Tri Satya menjelaskan peningkatan situasi PMK di Asia Tenggara ini banyak dilaporkan pada ternak sapi, sedangkan pada ternak lainnya relatif kecil. Berbagai permasalahan yang dihadapi dalam pengendalian PMK adalah adanya lalu lintas ilegal ternak antar wilayah dan negara, rendahnya implementasi biosekuriti pada peternakan rakyat, kurangnya sumberdaya manusia, serta dukungan logistik dan anggaran untuk vaksinasi yang tidak memadai.
“Kondisi ini meningkatkan risiko kejadian kasus dan penyebaran PMK antar wilayah,” kata dia.

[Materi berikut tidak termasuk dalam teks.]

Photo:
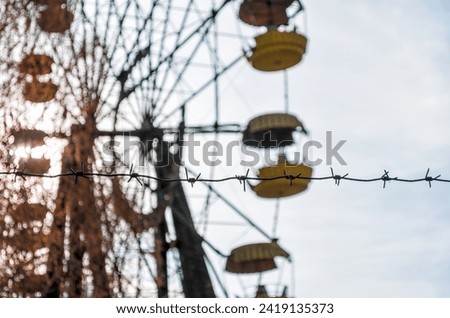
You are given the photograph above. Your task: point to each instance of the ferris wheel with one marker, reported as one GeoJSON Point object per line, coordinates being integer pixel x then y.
{"type": "Point", "coordinates": [110, 88]}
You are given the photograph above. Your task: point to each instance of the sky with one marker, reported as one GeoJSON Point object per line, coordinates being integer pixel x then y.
{"type": "Point", "coordinates": [376, 74]}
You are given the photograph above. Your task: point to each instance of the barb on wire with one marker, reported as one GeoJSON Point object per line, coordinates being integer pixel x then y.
{"type": "Point", "coordinates": [337, 178]}
{"type": "Point", "coordinates": [78, 174]}
{"type": "Point", "coordinates": [190, 180]}
{"type": "Point", "coordinates": [430, 179]}
{"type": "Point", "coordinates": [134, 175]}
{"type": "Point", "coordinates": [242, 179]}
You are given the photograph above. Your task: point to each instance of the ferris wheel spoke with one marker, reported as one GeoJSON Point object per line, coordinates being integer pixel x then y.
{"type": "Point", "coordinates": [201, 88]}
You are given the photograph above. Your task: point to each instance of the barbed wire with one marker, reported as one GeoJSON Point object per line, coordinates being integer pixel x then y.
{"type": "Point", "coordinates": [242, 179]}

Menurut Tri Satya, peningkatan kasus di kawasan Asia Tenggara sebagai salah satu faktor yang berkontribusi terhadap kemungkinan masuknya PMK ke Indonesia. Serotipe yang sama antara virus PMK di Indonesia dengan yang dominan di Asia Tenggara menunjukan bahwa sumber virus dari kawasan tersebut. Introduksi virus, kata dia, bisa melalui berbagai cara, akan tetapi risiko paling tinggi adalah dari lalu lintas ilegal.

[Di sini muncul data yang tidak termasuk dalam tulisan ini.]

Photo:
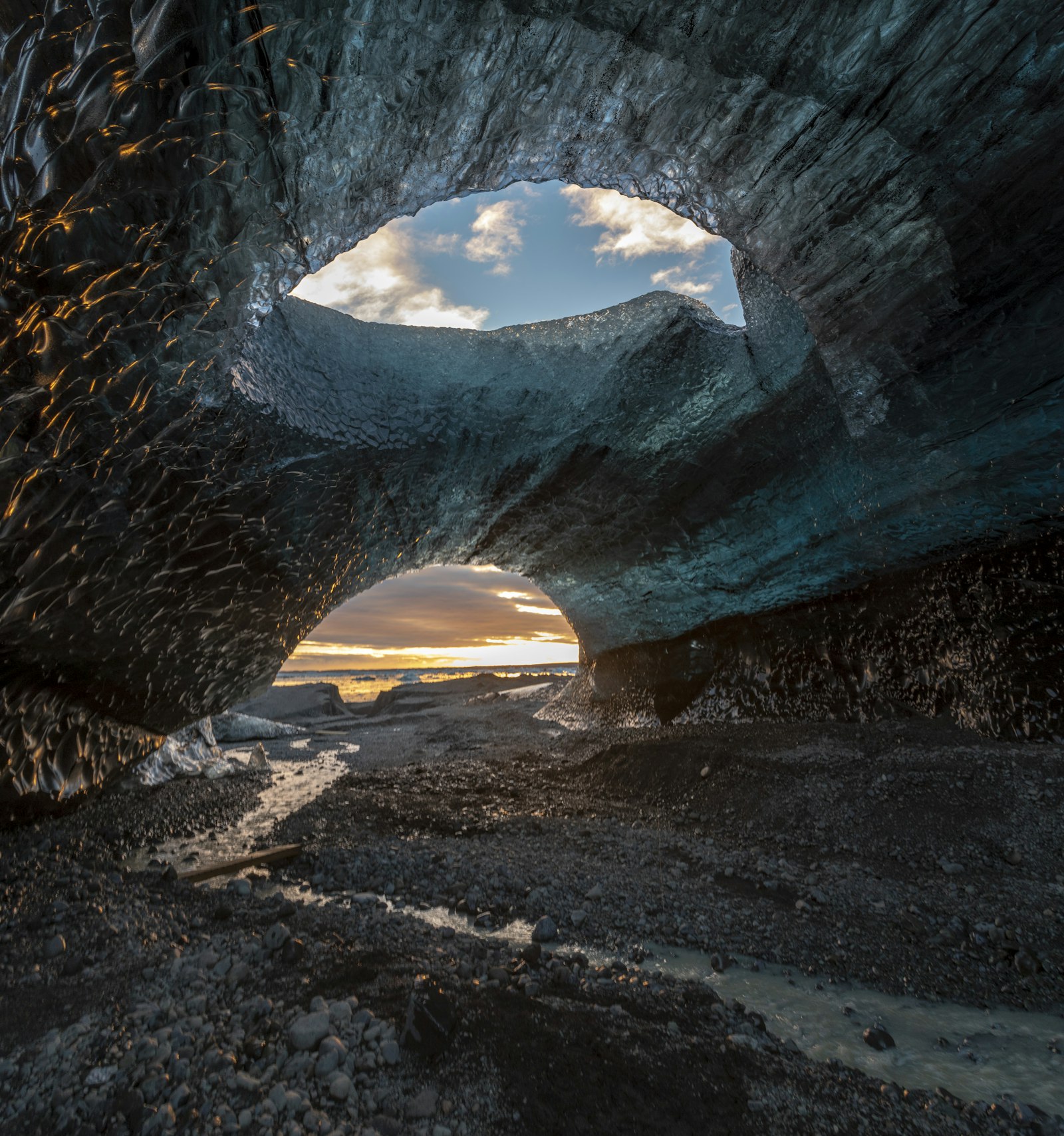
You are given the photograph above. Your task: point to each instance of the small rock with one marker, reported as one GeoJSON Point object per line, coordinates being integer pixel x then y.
{"type": "Point", "coordinates": [423, 1105]}
{"type": "Point", "coordinates": [340, 1087]}
{"type": "Point", "coordinates": [545, 930]}
{"type": "Point", "coordinates": [276, 937]}
{"type": "Point", "coordinates": [878, 1038]}
{"type": "Point", "coordinates": [308, 1030]}
{"type": "Point", "coordinates": [431, 1020]}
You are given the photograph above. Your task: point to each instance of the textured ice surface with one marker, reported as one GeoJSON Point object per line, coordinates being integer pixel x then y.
{"type": "Point", "coordinates": [192, 474]}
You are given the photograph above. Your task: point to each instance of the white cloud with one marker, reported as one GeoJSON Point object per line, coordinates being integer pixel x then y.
{"type": "Point", "coordinates": [677, 280]}
{"type": "Point", "coordinates": [380, 280]}
{"type": "Point", "coordinates": [632, 227]}
{"type": "Point", "coordinates": [497, 235]}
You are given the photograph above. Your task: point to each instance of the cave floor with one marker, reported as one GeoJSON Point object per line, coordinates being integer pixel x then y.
{"type": "Point", "coordinates": [905, 855]}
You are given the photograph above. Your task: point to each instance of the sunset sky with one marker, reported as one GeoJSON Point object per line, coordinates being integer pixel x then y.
{"type": "Point", "coordinates": [449, 616]}
{"type": "Point", "coordinates": [527, 253]}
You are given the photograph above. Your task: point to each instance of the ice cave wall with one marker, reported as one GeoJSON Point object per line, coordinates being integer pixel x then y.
{"type": "Point", "coordinates": [184, 496]}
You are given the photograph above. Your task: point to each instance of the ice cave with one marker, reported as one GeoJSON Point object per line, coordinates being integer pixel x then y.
{"type": "Point", "coordinates": [847, 507]}
{"type": "Point", "coordinates": [703, 770]}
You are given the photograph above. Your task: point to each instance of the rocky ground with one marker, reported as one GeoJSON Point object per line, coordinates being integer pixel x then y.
{"type": "Point", "coordinates": [306, 998]}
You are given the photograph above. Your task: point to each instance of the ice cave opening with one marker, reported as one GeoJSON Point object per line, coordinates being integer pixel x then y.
{"type": "Point", "coordinates": [524, 255]}
{"type": "Point", "coordinates": [444, 622]}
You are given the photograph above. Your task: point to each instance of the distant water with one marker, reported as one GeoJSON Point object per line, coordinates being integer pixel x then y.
{"type": "Point", "coordinates": [364, 685]}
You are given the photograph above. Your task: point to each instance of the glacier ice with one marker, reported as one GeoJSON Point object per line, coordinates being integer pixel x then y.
{"type": "Point", "coordinates": [194, 470]}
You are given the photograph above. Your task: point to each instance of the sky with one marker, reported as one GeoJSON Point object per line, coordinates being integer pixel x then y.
{"type": "Point", "coordinates": [446, 616]}
{"type": "Point", "coordinates": [524, 255]}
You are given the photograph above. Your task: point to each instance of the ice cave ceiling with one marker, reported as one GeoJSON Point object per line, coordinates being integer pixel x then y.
{"type": "Point", "coordinates": [858, 494]}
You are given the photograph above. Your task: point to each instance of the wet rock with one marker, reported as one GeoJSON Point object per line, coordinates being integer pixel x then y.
{"type": "Point", "coordinates": [878, 1038]}
{"type": "Point", "coordinates": [545, 929]}
{"type": "Point", "coordinates": [424, 1105]}
{"type": "Point", "coordinates": [308, 1030]}
{"type": "Point", "coordinates": [341, 1087]}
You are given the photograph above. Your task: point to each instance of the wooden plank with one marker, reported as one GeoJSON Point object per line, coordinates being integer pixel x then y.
{"type": "Point", "coordinates": [227, 867]}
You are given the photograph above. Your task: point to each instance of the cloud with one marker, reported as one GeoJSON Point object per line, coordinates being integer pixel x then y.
{"type": "Point", "coordinates": [380, 280]}
{"type": "Point", "coordinates": [632, 227]}
{"type": "Point", "coordinates": [677, 280]}
{"type": "Point", "coordinates": [444, 611]}
{"type": "Point", "coordinates": [497, 235]}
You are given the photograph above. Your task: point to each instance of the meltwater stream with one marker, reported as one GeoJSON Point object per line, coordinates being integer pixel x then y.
{"type": "Point", "coordinates": [295, 783]}
{"type": "Point", "coordinates": [976, 1054]}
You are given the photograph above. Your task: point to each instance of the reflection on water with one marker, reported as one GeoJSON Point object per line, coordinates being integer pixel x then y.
{"type": "Point", "coordinates": [976, 1054]}
{"type": "Point", "coordinates": [293, 784]}
{"type": "Point", "coordinates": [364, 685]}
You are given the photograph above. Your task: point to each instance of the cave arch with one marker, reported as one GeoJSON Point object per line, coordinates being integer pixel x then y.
{"type": "Point", "coordinates": [194, 470]}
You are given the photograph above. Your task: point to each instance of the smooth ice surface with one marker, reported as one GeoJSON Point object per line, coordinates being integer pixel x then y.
{"type": "Point", "coordinates": [194, 473]}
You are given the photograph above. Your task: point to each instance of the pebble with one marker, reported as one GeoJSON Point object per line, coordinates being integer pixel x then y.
{"type": "Point", "coordinates": [545, 930]}
{"type": "Point", "coordinates": [878, 1038]}
{"type": "Point", "coordinates": [276, 937]}
{"type": "Point", "coordinates": [308, 1030]}
{"type": "Point", "coordinates": [423, 1105]}
{"type": "Point", "coordinates": [341, 1086]}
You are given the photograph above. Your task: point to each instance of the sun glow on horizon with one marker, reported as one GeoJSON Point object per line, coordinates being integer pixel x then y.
{"type": "Point", "coordinates": [444, 616]}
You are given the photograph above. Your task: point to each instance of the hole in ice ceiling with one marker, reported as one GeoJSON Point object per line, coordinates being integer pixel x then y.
{"type": "Point", "coordinates": [526, 253]}
{"type": "Point", "coordinates": [440, 622]}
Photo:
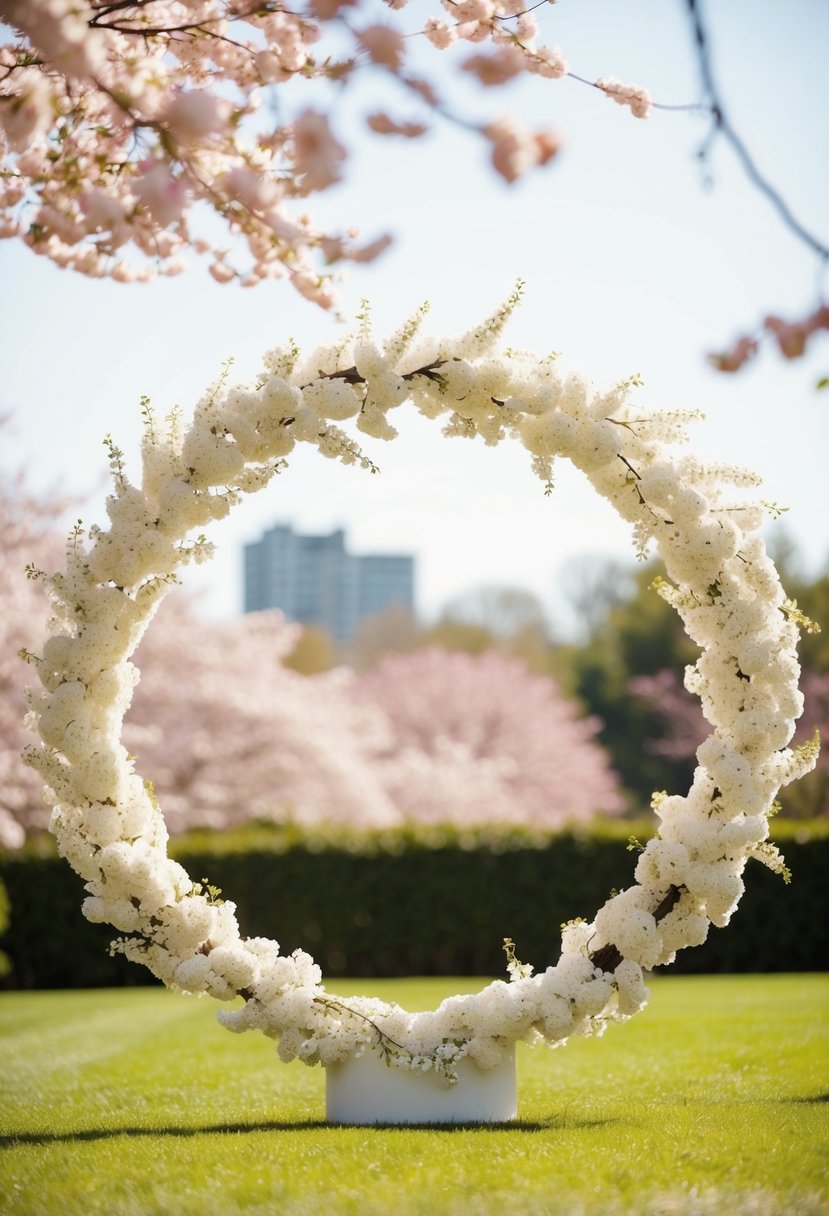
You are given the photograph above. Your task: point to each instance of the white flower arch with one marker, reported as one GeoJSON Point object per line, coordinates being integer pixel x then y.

Dia berharap agar hasil analisis genetik molekuler yang dapat membuktikan sumber virus PMK yang masuk ke Indonesia dapat segera tersedia sehingga menjawab berbagai spekulasi terkait sumber virus PMK yang saat ini terjadi di Indonesia. Tri Satya juga berharap agar Indonesia mulai mempersiapkan diri untuk segera memiliki program pengendalian resmi PMK yang diakui Organisasi Kesehatan Hewan Dunia (OIE) dan menerapkan pengendalian dan pemberantasan PMK secara bertahap atau disebut Progressive Control Pathway (PCP).

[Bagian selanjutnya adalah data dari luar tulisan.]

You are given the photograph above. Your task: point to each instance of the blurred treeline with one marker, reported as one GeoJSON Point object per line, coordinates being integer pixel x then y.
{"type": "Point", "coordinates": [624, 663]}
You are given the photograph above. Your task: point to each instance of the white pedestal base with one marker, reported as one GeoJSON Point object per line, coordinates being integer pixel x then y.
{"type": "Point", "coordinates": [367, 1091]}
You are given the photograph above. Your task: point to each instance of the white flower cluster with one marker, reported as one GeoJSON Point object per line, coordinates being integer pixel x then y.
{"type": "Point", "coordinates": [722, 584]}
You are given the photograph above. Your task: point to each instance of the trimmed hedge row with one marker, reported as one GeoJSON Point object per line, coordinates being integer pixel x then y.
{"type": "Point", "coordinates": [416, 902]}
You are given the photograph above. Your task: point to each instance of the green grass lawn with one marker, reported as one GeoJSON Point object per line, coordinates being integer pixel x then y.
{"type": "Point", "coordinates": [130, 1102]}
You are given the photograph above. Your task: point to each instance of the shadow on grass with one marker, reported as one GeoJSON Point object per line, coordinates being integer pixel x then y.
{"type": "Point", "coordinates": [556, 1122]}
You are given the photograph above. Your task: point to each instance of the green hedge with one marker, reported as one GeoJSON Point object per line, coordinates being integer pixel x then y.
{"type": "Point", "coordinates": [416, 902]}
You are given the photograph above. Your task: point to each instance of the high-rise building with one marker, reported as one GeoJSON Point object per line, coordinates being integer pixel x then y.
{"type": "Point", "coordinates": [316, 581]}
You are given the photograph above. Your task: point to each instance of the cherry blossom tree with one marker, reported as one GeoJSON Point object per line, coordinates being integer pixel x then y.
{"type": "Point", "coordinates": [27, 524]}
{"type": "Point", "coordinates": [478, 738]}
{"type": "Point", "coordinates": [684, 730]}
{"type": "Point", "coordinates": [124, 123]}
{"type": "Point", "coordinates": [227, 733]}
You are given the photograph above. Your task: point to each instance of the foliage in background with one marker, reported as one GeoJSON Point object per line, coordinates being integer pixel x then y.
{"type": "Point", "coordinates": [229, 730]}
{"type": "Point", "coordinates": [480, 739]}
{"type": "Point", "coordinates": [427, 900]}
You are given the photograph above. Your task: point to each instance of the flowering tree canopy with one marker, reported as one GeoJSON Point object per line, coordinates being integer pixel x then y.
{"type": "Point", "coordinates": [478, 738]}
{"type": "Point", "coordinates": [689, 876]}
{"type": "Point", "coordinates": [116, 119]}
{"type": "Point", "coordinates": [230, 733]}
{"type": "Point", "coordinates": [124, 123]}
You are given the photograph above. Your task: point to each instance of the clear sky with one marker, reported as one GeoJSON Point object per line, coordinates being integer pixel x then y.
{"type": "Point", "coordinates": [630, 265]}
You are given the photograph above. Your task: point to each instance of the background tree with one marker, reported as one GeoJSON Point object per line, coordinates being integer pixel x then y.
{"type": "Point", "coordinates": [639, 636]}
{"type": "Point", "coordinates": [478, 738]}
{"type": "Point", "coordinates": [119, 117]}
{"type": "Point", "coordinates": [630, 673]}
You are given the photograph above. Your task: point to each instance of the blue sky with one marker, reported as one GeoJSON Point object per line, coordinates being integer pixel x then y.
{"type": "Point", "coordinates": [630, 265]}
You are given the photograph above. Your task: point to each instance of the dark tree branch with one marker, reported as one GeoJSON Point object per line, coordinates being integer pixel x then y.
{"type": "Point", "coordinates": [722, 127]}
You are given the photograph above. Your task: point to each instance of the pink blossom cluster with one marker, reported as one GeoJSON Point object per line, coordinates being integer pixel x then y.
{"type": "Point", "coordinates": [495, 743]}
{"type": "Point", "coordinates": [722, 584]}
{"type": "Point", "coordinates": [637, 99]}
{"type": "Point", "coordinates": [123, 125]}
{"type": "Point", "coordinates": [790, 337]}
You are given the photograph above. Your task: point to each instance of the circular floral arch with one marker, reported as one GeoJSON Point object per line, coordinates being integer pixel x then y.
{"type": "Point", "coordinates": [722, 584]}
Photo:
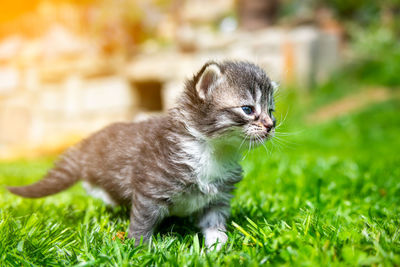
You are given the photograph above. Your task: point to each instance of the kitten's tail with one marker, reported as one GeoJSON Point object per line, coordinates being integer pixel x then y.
{"type": "Point", "coordinates": [65, 174]}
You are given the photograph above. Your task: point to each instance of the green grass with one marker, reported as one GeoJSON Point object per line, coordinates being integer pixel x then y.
{"type": "Point", "coordinates": [328, 195]}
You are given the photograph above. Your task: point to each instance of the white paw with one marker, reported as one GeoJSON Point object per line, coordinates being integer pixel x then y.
{"type": "Point", "coordinates": [215, 236]}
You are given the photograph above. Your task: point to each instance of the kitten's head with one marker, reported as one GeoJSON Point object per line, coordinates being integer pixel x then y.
{"type": "Point", "coordinates": [231, 98]}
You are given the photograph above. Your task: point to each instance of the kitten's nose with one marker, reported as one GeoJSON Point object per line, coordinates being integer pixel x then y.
{"type": "Point", "coordinates": [267, 123]}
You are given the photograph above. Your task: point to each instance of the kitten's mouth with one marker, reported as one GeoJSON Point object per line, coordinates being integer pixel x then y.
{"type": "Point", "coordinates": [262, 137]}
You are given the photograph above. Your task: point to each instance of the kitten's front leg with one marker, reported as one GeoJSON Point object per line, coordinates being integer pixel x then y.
{"type": "Point", "coordinates": [145, 215]}
{"type": "Point", "coordinates": [212, 224]}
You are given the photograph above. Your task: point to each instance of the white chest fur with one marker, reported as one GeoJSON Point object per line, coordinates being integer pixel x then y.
{"type": "Point", "coordinates": [211, 163]}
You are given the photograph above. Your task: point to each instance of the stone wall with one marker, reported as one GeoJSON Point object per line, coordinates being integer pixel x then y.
{"type": "Point", "coordinates": [49, 101]}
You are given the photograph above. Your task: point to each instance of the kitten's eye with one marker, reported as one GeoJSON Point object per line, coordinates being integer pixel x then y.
{"type": "Point", "coordinates": [248, 110]}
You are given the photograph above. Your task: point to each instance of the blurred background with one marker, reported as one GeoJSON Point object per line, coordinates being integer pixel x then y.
{"type": "Point", "coordinates": [69, 67]}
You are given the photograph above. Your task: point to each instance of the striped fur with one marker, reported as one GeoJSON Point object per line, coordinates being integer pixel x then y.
{"type": "Point", "coordinates": [183, 163]}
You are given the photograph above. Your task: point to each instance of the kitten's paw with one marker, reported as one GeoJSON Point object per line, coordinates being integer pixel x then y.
{"type": "Point", "coordinates": [215, 237]}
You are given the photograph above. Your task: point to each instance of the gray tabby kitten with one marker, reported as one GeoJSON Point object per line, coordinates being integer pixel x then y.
{"type": "Point", "coordinates": [182, 163]}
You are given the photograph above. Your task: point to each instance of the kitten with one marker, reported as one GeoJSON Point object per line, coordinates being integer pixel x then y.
{"type": "Point", "coordinates": [182, 163]}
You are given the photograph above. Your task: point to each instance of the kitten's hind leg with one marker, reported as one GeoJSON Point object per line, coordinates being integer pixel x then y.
{"type": "Point", "coordinates": [145, 215]}
{"type": "Point", "coordinates": [99, 193]}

“Perlu diterapkan PCP untuk PMK, agar secara bertahap kita bisa kendalikan dan pada akhirnya memberantas PMK di Indonesia," kata dia.
Berdasarkan data dari OIE, penyakit mulut dan kuku (PMK) di Asia Tenggara mengalami kecenderungan peningkatan pada periode 2020-2022. Hal tersebut tidak terlepas juga dari kontribusi adanya pandemi COVID-19 yang mengakibatkan terjadinya pembatasan kegiatan termasuk berkurangnya sumber daya untuk pengendalian dan penanggulangan PMK.
Berdasarkan Statistik Peternakan dan Kesehatan Hewan 2021, Jawa Timur merupakan provinsi dengan populasi ternak sapi terbanyak nasional. Populasi sapi potong di Jawa Timur tercatat sebanyak 4,94 juta ekor atau 27,36% dari total populasi sapi potong nasional.